Last Updated on 29 avril 2026 by Valaire S
Les épreuves physiques et sportives du DEF 2026 en République débutent le 11 mai prochain officiellement. A l’approche de cette date, l’incertitude plane sur le bon déroulement de l’examen, en raison d’une grève annoncée par plusieurs syndicats au niveau de l’éducation nationale. A cela s’ajoute la situation sécuritaire du pays fragilisée par les récentes attaques armées dans plusieurs régions du pays.

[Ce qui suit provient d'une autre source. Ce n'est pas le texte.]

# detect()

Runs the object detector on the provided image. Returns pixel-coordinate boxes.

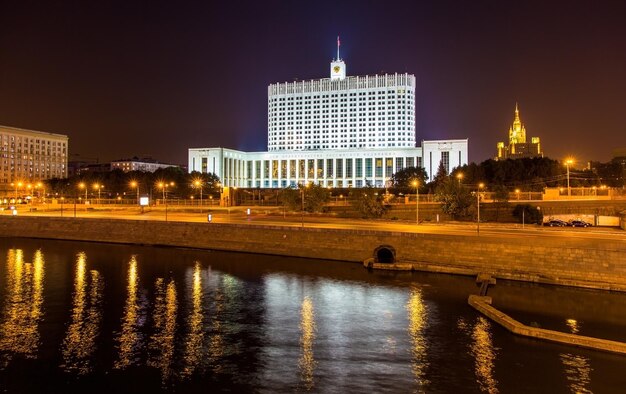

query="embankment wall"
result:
[0,216,626,291]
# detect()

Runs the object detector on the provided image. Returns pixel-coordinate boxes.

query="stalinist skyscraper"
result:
[495,104,543,160]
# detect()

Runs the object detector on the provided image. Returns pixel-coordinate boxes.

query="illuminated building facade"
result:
[111,157,177,172]
[188,40,468,188]
[495,104,543,160]
[0,126,68,185]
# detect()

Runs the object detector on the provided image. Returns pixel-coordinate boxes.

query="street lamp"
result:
[130,181,139,205]
[93,183,104,204]
[476,183,485,235]
[300,183,309,227]
[78,182,87,200]
[193,179,202,213]
[413,180,420,224]
[159,182,174,222]
[565,159,574,197]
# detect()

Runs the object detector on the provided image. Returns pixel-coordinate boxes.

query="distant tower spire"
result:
[337,35,341,61]
[330,35,346,80]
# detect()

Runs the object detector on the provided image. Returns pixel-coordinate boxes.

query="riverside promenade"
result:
[0,206,626,291]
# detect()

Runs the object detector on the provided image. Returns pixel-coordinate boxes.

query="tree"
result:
[493,185,509,222]
[350,186,387,219]
[391,167,428,190]
[513,204,543,224]
[280,187,302,211]
[300,183,330,212]
[435,176,473,219]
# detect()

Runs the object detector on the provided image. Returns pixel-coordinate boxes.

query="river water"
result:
[0,239,626,393]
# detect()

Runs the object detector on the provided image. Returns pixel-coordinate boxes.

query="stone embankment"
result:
[467,295,626,354]
[0,216,626,291]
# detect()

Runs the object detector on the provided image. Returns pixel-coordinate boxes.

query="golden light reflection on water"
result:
[182,261,204,376]
[471,316,498,393]
[560,353,593,393]
[62,252,104,375]
[113,256,142,369]
[406,288,429,389]
[0,249,45,366]
[565,319,580,334]
[298,296,315,390]
[559,319,593,393]
[148,278,178,381]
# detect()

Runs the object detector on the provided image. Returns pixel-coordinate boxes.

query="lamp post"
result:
[93,183,102,204]
[413,180,420,225]
[565,159,574,197]
[476,183,485,235]
[78,182,87,203]
[159,182,174,222]
[130,181,139,205]
[193,179,202,213]
[300,183,309,227]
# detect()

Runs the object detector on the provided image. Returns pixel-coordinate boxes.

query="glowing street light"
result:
[159,182,174,222]
[565,159,574,197]
[78,182,87,203]
[413,179,420,225]
[193,179,202,213]
[300,183,309,227]
[93,183,104,204]
[130,181,139,205]
[476,182,485,235]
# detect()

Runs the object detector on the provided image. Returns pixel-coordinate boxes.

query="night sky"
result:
[0,0,626,164]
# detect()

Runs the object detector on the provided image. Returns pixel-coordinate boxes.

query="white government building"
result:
[0,126,68,185]
[189,40,468,188]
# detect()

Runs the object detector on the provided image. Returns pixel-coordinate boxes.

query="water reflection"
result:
[148,278,178,382]
[0,249,44,367]
[62,252,104,375]
[113,255,143,369]
[182,261,204,376]
[559,319,593,393]
[457,316,498,393]
[298,296,315,390]
[406,288,429,391]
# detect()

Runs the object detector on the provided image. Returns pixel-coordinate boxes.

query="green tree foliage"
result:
[453,157,565,191]
[350,186,388,219]
[391,167,428,191]
[513,204,543,224]
[435,176,473,219]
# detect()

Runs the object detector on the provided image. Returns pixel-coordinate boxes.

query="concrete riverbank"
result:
[467,295,626,355]
[0,216,626,291]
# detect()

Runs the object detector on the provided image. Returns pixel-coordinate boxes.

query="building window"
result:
[376,157,383,178]
[385,157,393,178]
[441,152,450,174]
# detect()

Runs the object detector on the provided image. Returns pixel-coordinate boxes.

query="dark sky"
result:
[0,0,626,164]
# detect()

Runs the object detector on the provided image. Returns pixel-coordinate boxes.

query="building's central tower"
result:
[330,36,346,81]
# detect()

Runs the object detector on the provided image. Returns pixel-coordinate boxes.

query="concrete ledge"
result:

Le déroulement des épreuves physiques du DEF 2026 au Mali pourraient être perturbé. Conformément au programme des examens scolaires, c’est le 11 mai 2026 que débutent les épreuves physiques et sportives du diplôme d’études fondamentales au Mali. Des dizaines de milliers de candidats sont attendus lors de ces épreuves qui s’étendront sur au moins une dizaine de jours au Mali. Mais le bon déroulement des épreuves physiques du DEF 2026 au Mali est sous la menace d’une grève lancée par plusieurs syndicats.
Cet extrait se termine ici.